National ICT Australia Victoria Research Laboratory, The University of Melbourne, Melbourne, Victoria, Australia.
BMC Bioinformatics. 2010 Jan 18;11 Suppl 1(Suppl 1):S46. doi: 10.1186/1471-2105-11-S1-S46.
Protein structure comparison is a fundamental task in structural biology. While the number of known protein structures has grown rapidly over the last decade, searching a large database of protein structures is still relatively slow using existing methods. There is a need for new techniques which can rapidly compare protein structures, whilst maintaining high matching accuracy.
We have developed IR Tableau, a fast protein comparison algorithm, which leverages the tableau representation to compare protein tertiary structures.
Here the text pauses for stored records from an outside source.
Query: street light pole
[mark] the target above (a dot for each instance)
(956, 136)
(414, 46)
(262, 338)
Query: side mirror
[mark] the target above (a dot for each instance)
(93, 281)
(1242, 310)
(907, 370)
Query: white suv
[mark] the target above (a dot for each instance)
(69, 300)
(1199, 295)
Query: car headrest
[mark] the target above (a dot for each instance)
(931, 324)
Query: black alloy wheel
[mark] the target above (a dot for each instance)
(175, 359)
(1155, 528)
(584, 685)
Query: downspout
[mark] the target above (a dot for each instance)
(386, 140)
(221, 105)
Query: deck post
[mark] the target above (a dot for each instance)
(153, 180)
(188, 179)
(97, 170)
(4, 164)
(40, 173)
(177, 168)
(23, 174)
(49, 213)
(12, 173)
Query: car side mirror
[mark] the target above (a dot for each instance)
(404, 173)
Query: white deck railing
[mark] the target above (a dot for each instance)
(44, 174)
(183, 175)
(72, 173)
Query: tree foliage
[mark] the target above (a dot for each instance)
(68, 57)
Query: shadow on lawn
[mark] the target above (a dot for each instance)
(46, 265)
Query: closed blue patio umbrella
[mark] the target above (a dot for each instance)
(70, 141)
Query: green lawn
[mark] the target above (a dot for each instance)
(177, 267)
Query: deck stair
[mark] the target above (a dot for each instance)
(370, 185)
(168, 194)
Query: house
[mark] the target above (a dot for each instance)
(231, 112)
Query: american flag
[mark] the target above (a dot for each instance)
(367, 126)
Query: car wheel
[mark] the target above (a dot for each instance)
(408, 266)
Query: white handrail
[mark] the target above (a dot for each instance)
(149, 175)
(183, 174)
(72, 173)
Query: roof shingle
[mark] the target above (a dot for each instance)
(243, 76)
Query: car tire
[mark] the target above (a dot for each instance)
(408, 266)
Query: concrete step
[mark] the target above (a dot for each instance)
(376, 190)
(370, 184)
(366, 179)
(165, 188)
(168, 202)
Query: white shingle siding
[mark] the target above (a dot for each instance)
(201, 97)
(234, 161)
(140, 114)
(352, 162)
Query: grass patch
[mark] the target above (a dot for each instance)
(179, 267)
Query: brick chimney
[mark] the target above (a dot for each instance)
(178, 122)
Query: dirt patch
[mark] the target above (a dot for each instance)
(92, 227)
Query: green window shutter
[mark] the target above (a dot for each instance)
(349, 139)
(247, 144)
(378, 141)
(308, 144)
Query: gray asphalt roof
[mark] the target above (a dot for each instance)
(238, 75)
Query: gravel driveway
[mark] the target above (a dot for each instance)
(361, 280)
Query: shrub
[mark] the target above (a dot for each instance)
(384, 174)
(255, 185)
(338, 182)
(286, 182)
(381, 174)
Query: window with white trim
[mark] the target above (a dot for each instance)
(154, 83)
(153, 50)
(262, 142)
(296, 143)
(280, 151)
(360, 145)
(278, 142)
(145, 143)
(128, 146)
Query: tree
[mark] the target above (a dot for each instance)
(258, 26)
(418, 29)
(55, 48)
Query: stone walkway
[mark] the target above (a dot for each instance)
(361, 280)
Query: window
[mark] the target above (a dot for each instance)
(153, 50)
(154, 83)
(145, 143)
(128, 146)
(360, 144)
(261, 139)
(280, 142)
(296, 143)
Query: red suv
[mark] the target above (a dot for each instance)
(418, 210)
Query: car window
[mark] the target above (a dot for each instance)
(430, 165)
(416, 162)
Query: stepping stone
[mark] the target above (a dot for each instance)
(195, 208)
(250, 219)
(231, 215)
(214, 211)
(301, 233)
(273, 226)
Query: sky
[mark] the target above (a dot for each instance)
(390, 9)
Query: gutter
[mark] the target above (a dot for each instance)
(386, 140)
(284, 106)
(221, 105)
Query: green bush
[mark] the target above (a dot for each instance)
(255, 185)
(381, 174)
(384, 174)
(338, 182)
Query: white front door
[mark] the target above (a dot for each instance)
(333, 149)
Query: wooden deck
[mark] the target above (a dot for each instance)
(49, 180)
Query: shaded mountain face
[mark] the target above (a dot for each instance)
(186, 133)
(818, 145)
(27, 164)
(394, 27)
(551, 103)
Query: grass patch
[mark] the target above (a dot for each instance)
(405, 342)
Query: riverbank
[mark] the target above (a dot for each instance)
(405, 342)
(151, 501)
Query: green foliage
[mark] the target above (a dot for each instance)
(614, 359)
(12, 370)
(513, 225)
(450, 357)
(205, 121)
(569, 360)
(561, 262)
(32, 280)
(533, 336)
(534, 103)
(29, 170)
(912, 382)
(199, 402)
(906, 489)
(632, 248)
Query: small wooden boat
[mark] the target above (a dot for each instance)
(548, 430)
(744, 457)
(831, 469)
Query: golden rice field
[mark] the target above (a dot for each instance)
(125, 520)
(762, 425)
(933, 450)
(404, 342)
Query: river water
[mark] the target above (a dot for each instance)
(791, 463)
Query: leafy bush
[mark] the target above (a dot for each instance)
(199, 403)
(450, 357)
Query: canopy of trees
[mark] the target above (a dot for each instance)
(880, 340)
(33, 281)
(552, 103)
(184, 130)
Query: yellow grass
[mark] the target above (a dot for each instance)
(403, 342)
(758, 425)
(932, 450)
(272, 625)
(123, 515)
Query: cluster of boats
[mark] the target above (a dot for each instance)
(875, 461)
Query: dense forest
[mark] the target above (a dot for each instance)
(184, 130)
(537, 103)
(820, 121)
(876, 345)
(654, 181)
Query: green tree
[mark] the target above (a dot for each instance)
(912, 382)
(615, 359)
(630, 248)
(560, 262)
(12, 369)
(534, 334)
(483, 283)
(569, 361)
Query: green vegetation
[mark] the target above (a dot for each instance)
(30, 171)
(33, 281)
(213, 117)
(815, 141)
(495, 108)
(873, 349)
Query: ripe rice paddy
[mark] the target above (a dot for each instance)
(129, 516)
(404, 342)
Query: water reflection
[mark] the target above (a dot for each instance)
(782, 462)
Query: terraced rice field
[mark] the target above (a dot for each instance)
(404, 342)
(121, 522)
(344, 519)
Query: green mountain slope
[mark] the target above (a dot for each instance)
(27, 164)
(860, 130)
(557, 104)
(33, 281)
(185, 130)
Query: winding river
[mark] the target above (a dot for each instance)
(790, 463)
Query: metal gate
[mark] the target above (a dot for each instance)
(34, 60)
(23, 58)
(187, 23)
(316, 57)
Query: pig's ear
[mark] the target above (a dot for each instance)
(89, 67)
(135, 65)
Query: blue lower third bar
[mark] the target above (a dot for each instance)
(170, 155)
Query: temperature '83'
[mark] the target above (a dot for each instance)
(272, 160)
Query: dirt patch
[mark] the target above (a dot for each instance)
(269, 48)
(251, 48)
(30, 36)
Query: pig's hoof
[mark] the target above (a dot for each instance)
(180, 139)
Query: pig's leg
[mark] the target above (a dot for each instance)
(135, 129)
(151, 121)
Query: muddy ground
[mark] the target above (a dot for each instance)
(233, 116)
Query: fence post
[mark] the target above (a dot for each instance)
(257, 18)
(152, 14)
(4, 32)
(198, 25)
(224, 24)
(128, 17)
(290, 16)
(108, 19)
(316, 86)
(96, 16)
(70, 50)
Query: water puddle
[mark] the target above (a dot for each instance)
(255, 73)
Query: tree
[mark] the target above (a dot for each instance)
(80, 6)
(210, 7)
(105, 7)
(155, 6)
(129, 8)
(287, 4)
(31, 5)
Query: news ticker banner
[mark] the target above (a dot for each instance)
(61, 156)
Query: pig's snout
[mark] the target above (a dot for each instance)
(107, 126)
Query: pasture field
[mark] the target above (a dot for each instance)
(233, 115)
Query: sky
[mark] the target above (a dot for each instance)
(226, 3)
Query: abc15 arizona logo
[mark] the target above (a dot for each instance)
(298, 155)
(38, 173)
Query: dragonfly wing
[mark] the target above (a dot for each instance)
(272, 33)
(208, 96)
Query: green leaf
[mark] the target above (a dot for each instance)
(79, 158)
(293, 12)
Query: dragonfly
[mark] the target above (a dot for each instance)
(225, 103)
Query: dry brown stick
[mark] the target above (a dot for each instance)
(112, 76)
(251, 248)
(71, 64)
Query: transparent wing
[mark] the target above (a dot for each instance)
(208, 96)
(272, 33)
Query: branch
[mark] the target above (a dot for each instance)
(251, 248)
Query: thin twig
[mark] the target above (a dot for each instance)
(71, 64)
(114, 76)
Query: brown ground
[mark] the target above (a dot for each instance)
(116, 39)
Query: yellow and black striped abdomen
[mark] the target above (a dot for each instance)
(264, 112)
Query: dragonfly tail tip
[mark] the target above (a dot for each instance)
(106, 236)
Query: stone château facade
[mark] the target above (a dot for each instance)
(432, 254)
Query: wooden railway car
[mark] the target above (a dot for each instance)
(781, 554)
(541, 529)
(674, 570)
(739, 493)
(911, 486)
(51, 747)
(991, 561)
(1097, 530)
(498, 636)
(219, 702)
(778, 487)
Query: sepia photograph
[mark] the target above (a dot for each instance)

IR tableau compares tableaux using information retrieval style feature indexing techniques. Experimental analysis on the ASTRAL SCOP protein structural domain database demonstrates that IR Tableau achieves two orders of magnitude speedup over the search times of existing methods, while producing search results of comparable accuracy.
We show that it is possible to obtain very significant speedups for the protein structure comparison problem, by employing an information retrieval style approach for indexing proteins. The comparison accuracy achieved is also strong, thus opening the way for large scale processing of very large protein structure databases.
蛋白质结构比较是结构生物学的基本任务。虽然在过去十年中已知蛋白质结构的数量迅速增长,但使用现有方法搜索大型蛋白质结构数据库仍然相对较慢。需要新的技术,这些技术可以快速比较蛋白质结构,同时保持较高的匹配准确性。
我们开发了 IR Tableau,一种快速的蛋白质比较算法,它利用 tableau 表示来比较蛋白质的三级结构。IR tableau 使用信息检索样式的特征索引技术来比较 tableau。在 ASTRAL SCOP 蛋白质结构域数据库上的实验分析表明,IR Tableau 相对于现有方法的搜索时间实现了两个数量级的加速,同时产生了具有可比性的搜索结果准确性。
我们表明,通过采用信息检索样式的索引方法对蛋白质进行索引,可以大大加快蛋白质结构比较问题的速度。所达到的比较准确性也很强,从而为处理非常大的蛋白质结构数据库提供了途径。